Hace apenas un par de días andaba este pobre mortal como
poseso y abstraído, cosa normal en su condición de estar como dice su santa
esposa mas "pa allá, que pacá", cuando sonó el aldabón de la puerta y
asomó sin piedad la Prima Vera. Supongo que como en ocasiones anteriores llegó
con la pérfida intención de apoderarse como una posesa de cuerpos y almas e
imagino también a mucho pobre desventurad@ pensando en poner su inmaculado
cuerpo a la ventura de un sol achicharrante para que coja ese tostado, vuelta y
vuelta, que suele encandilar sin temor a equivocarme a la inmensa mayoría de
los habitantes del ibérico terruño.
Y yo, pobre de mí,
dispuesto una vez más, como cada año al llegar estas fechas a intentar tener
conciencia clara de la que me viene encima y es que querid@s mías, confieso,
manifiesto y descubro ante vosotr@s que le tengo manía crónica a la estación
que está por venir o lo que es lo mismo, me empieza a dar hastío pensar que
llega Don Estío y con él, multitud de moscas, mosquitos, abejas, abejorros,
avispas y otros mil bichos repugnantes, acompañados de un sol de canícula, que
a los calvos como el que subscribe les calienta el cráneo de tal manera, que la
masa encefálica bulle sin control dentro de la cabeza pugnando por no
derretirse cual helado de cucurucho en manos de tierno infante.
Para ilustrar mi humilde
opinión al respecto, baste establecer una equidad comparativa entre el diario
transcurrir de una tarde de sábado, día que habitualmente ocupo en el asueto y
descanso, de verano y por el contrario otra del periodo invernal, con los
mismos pormenores y parecidos acontecimientos.
A continuación, con
precisión y mucho enfoque de la situación, paso a contar lo que habrá de
ocurrir después de Semana Santa, allá por "mediaos" de Mayo, cuando
empiecen a cantar tábanos y chicharras.
El que escribe, que como
sabéis es camarero, dejó de trabajar a las 10 de la mañana y al llegar a casa,
arrojó la ropa del trabajo, sucia y maloliente al canasto de la ropa, y presto
se calzó el bañador zambulléndose sin pensarlo en la piscina, que es y así lo
reconoce uno de los pocos alicientes por los que le puede tener algo de cariño
a la epoca estival.

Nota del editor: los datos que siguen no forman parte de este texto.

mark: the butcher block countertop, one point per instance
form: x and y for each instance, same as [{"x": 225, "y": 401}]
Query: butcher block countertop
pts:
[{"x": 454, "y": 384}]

Después dormitó un rato y llegado el mediodía, un nuevo
refrescón y rápido, como cada sábado, sale dispuesto a tomar unas cervezas
fresquitas.
Si estuviésemos en Diciembre con un par de
cervecitas y unos vinitos de la tierra, acompañados de sus correspondientes
tapas bastaría para colmar su apetencia y volvería a casa con la ilusión
añadida de degustar con infinito placer el cocido que su amada elabora este día
de la semana. Como por el contrario estamos en época tórrida, ha necesitado de más
zumo de cebada para colmar su apetencia y al llegar a su morada le espera un
plato de judías verdes y una ensalada de tomate con lechuga, todo muy ligero y
digestivo aunque por su mente pase la idea de que jamás tuvo el placer de ver
un grillo de cien kilos.
Tras el almuerzo dormita
un rato en la tumbona y al despertar ha de enchufar con rapidez el aparato del
aire acondicionado, pues el sudor baña sin piedad su maltrecho y fatigado
cuerpo, que en la época invernal con los efluvios del cocido no habría
necesitado de ese reparador descanso. Se despereza y sale a la calle, mientras
un sol abrasador vuelve a derretirle la sesera y caminando rápido llega al
chiringuito de su amigo Vicente, donde quedó con los amigos para tomar un
cubatita fresquito. Si estuviésemos en invierno necesitaría engullir menos líquido
vital, pero en esta época infernal difícilmente puede ver colmada su sed el
sediento, y como bien dicen los evangelios hay que dar de beber a quien se
encuentre en tan extrema condición, así que entre unas cosas y otras debe
reconocer que el gasto, en lo que ha moneda en curso se refiere, es superior en
esta época de manera tangible y evidente.
Por último, y lo más
escuetamente posible, es también en estos meses cuando llegan las añoradas
vacaciones, y los niños con su mamá claman a los cuatro puntos cardinales, que
desean ir al apartamento que la “Tita Merce” posee en Torrevieja y este hecho,
motivo para muchos humanos de alegría y alborozo “aumenta” mi profesado amor
por el verano. Partimos prestos hacia tierras levantinas y nada más arribar se
empiezan a oír los clamores de la tribu que me acompaña, mostrando sus
desmesurados deseos de ir a la playa con prontitud y premura.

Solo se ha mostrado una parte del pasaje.